Der frühere Bundeskanzler Gerhard Schröder hat sich im Interview mit dem Fernsehsender Phoenix im Verhältnis zu Russland gegen eine Verknüpfung der Gaspipeline Nord Stream 2 mit der Verurteilung des russischen Oppositionellen Alexei Nawalny ausgesprochen.
"Ich denke, es ist falsch, beides miteinander zu verquicken. Wenn man glaubte, man würde dadurch Druck auf Russland ausüben, um irgendeine andere Situation zu schaffen, dann irrt man", sagte Schröder. Er verstehe diejenigen nicht, die meinen, "wenn man jetzt Nord Stream 2 streicht oder stoppt, dann würde sich bezogen auf den Fall, den Sie erwähnt haben, irgendetwas ändern".
Deutschlands Interesse müsse es sein, Russland als Partner zu erhalten. Immer wenn das Verhältnis zwischen Deutschland und Russland schlecht gewesen sei, "ging es schief, auch was Frieden in der Welt anging. Immer dann, wenn es erträglich war, war es besser". Wenn die EU eine Rolle spielen wolle zwischen den USA auf der einen und China auf der anderen Seite, gehe es darum, Partner zu haben:
"Einer der Wichtigen bleibt Russland, egal was innenpolitisch passiert, und zum anderen die Türkei, auch egal was innenpolitisch passiert, was mir auch nicht immer gefällt."
Das Gespräch sollte eigentlich eine Buchbesprechung sein. Wie aber Schröder selbst gegenüber der Journalistin bemerkte, sei diese mehrmals von den Themen des Buches abgekommen, um ihm Stellungnahmen zur aktuellen Tagespolitik zu entlocken. Insbesondere galt dies bezüglich des Falles Nawalny.
"Ich äußere mich nicht zu Urteilen, die ich nicht kenne", sagte Schröder, als die Journalistin ihn um einen Kommentar zu dem "nicht nachvollziehbaren" Urteil fragte, wonach Alexei Nawalny am 2. Februar für systematische Verstöße gegen seine Bewährungsauflagen zu einer Haftstrafe verurteilt wurde. "Ich gehöre nicht zu denjenigen, die nachbeten, was die anderen für richtig halten", sagte er auf die Frage, ob er sich der Forderung von Bundeskanzlerin Angela Merkel nach sofortiger Freilassung Alexei Nawalnys anschließen würde.

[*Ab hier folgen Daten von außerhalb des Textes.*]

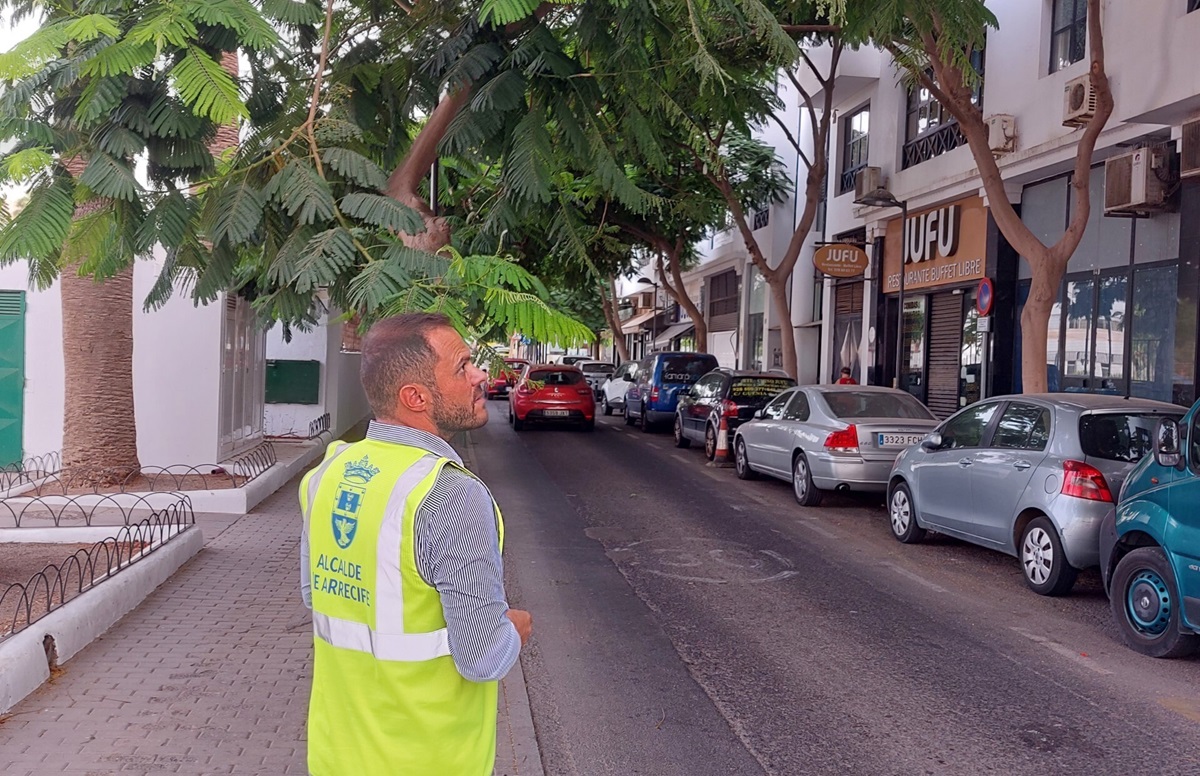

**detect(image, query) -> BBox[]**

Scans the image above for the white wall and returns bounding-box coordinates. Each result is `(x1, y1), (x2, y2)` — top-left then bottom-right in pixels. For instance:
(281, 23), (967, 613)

(264, 323), (327, 437)
(324, 318), (370, 436)
(133, 251), (223, 465)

Ende Januar wurde das gemeinsame Buch von Gerhard Schröder und dem Historiker Gregor Schöllgen mit dem Titel "Letze Chance. Warum wir jetzt eine Weltordnung brauchen" veröffentlicht. In dem Buch geht es um die "Fehler der Vergangenheit" des Westens und Visionen für die Zukunft eines starken Europas. Laut dem Verlag DVA verbindet das Buch "den analytischen Blick des Historikers mit dem gestaltenden Zugriff des Politikers".
Auf die Frage, ob er Amerika-Skeptiker sei, weil im Buch dies durchschimmere, antwortete Gerhard Schröder:
"Ich habe keine antiamerikanischen Gefühle, aber ich will nicht, dass wir in der Energiepolitik und dass wir in anderen Fragen gleichsam der 51. Staat der Vereinigten Staaten von Amerika sind oder so behandelt werden."
"Wir sind niemandes Anhänger, wir sind ein souveräner Staat und wollen so auch bleiben."
Hiermit erinnerte Schröder an die Zeit seiner Kanzlerschaft, in der die Bundesregierung den USA die Teilnahme an der Aggression gegen den Irak verweigerte.
Im Phoenix-Interview darauf angesprochen, dass er als Aufsichtsratschef bei der Nord Stream AG nicht ehrenamtlich tätig sei und bei der Verteidigung der deutsch-russischen Energieprojekte auch seine eigenen wirtschaftlichen Interessen verfolge, sagte Schröder, dass er auch im Interesse Deutschlands arbeite. "Wir brauchen Gas für die nächsten zehn, zwanzig Jahren als Brücken-Technologie", erklärte er.
"Es ist überall veröffentlicht, was ich mache, daran ist nichts abzustreiten. Natürlich bin ich jemand, der wirtschaftlich tätig ist und werde für die Tätigkeit zum Beispiel als Rechtsanwalt auch bezahlt."